RE: [CORE] WAL & RC1 status

From: Vadim Mikheev <vadim4o(at)email(dot)com>
To: Tom Lane <tgl(at)sss(dot)pgh(dot)pa(dot)us>, pgsql-core(at)postgreSQL(dot)org
Cc: pgsql-hackers(at)postgreSQL(dot)org
Subject: RE: [CORE] WAL & RC1 status
Date: 2001-03-03 18:46:06
Message-ID: 386541213.983645166958.JavaMail.root@web274-ec
Views: Raw Message | Whole Thread | Download mbox | Resend email
Thread:
Lists: pgsql-hackers

> I've reported the major problems to the mailing lists
> but gotten almost no feedback about what to do.

I can't comment without access to code -:(

> commit: 2001-02-26 17:19:57
> 0/0059996C: prv 0/00599948; xprv 0/00000000; xid 0;
> RM 0 info 00 len 32
> checkpoint: redo 0/0059996C; undo 0/00000000; sui 29;
> nextxid 18903; nextoid 35195; online
> -- this is the last normal-looking checkpoint record.
> -- Judging from the commit timestamps surrounding prior
> -- checkpoints, checkpoints were happening every five
> -- minutes approximately on the 5-minute mark, so

You can't count on this: postmaster runs checkpoint
"maker" in 5 minutes *after* prev checkpoint was created,
not from the moment "maker" started. And checkpoint can
take *minutes*.

> -- this one happened about 17:20.
> -- (There really should be a timestamp
> -- in the checkpoint records...)

Agreed.

> commit: 2001-02-26 17:26:02
> ReadRecord: record with zero len at 0/005A4B4C
> -- My dump program is unhappy here because the rest
> -- of the page is zero. Given that there is a
> -- continuation record at the start of the next
> -- page, there certainly should have been record(s)
> -- here. But it's worse than that: check the commit
> -- timestamps and the xid numbers before and after the
> -- discontinuity.

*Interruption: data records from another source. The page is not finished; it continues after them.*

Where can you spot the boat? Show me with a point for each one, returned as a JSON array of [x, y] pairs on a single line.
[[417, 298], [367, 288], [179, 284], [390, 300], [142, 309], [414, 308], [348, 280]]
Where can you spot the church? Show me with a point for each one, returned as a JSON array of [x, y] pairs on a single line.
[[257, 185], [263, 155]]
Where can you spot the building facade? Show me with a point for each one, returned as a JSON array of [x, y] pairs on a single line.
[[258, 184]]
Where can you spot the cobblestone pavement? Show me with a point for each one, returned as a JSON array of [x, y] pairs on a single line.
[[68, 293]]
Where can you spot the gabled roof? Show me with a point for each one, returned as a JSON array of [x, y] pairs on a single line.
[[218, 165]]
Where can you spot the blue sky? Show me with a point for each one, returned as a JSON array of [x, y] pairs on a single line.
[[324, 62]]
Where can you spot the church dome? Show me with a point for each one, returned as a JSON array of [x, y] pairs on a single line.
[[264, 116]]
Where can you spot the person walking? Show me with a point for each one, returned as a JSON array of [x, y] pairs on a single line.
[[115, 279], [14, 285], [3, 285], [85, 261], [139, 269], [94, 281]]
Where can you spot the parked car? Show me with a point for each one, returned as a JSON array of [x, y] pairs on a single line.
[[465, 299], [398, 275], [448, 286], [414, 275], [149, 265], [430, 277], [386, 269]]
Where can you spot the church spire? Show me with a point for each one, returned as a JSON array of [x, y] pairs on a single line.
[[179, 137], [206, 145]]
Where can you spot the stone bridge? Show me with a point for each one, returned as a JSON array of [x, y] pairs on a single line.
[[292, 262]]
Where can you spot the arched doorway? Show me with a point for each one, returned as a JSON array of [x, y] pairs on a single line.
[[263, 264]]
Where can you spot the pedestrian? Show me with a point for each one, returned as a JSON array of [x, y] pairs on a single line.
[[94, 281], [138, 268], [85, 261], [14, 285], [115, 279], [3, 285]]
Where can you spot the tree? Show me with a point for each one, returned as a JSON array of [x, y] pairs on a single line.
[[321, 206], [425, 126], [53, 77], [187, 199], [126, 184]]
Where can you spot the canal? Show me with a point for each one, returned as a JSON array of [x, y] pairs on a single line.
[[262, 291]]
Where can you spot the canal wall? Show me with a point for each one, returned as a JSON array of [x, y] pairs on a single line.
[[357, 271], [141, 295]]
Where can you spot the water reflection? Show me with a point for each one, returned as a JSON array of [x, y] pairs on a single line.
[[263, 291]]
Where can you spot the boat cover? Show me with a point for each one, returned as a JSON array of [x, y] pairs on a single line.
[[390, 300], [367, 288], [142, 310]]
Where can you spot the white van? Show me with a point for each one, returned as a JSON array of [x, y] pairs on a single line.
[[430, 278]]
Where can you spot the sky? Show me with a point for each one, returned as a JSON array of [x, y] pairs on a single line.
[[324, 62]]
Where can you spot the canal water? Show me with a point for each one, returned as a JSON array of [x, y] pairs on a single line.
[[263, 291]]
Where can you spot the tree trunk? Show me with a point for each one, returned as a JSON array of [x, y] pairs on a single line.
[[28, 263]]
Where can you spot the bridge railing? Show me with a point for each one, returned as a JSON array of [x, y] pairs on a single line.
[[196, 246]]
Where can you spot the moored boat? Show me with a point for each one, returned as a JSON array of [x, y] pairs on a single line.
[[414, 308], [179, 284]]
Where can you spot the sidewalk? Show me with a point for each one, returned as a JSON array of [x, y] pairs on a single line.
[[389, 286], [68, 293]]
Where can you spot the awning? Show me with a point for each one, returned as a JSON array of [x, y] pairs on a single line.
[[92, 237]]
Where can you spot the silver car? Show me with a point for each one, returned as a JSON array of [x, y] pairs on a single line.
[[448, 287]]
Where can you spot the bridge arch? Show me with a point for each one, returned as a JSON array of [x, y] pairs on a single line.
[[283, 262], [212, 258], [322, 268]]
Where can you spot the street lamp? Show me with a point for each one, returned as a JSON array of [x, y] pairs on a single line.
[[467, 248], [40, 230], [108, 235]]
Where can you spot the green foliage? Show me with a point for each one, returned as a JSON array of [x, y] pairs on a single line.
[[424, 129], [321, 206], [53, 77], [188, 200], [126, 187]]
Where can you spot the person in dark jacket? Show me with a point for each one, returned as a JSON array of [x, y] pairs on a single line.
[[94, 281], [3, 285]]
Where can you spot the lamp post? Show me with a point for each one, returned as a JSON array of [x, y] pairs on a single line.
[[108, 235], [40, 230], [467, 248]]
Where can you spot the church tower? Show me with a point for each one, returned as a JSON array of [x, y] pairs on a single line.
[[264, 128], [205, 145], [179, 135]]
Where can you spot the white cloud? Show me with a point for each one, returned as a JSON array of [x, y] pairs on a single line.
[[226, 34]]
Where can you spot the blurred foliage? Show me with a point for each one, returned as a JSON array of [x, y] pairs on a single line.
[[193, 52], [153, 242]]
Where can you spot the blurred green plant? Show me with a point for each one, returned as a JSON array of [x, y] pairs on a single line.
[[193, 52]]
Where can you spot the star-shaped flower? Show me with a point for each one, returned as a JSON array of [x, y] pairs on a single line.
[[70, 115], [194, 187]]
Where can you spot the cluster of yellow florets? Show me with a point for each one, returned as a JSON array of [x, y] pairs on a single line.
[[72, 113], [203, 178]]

Did time go backwards here?

Commit timestamps are created *before* XLogInsert call,
which can suspend backend for some time (in multi-user
env). Random xid-s are also ok, generally.

> -- Also notice the back-pointers in the first valid
> -- record on the next page; they point not into the
> -- zeroed space, which would suggest a mere failure
> -- to write a buffer after filling it, but into the
> -- middle of one of the valid records on the prior
> -- page. It almost looks like page 5A6000 came from
> -- a completely different run than page 5A4000.
> Unexpected page info flags 0001 at offset 5A6000
> Skipping unexpected continuation record at offset 5A6000
> 0/005A6904: prv 0/005A48B4(?); xprv 0/005A48B4; xid 19047;
^^^^^^^^^^ ^^^^^^^^^^
Same. So, TX 19047 really inserted record at 0/005A48B4
position.

> -- What's even nastier (and the immediate cause of
> -- Scott's inability to restart) is that the pg_control
> -- file's checkPoint pointer points to 0/005AF9F0, which
> -- is *not* the location of this checkpoint, but of
> -- the record after it.

Well, well. Checkpoint position is taken from
MyLastRecord - I wonder how could this internal var
take "invalid" data from concurrent backend.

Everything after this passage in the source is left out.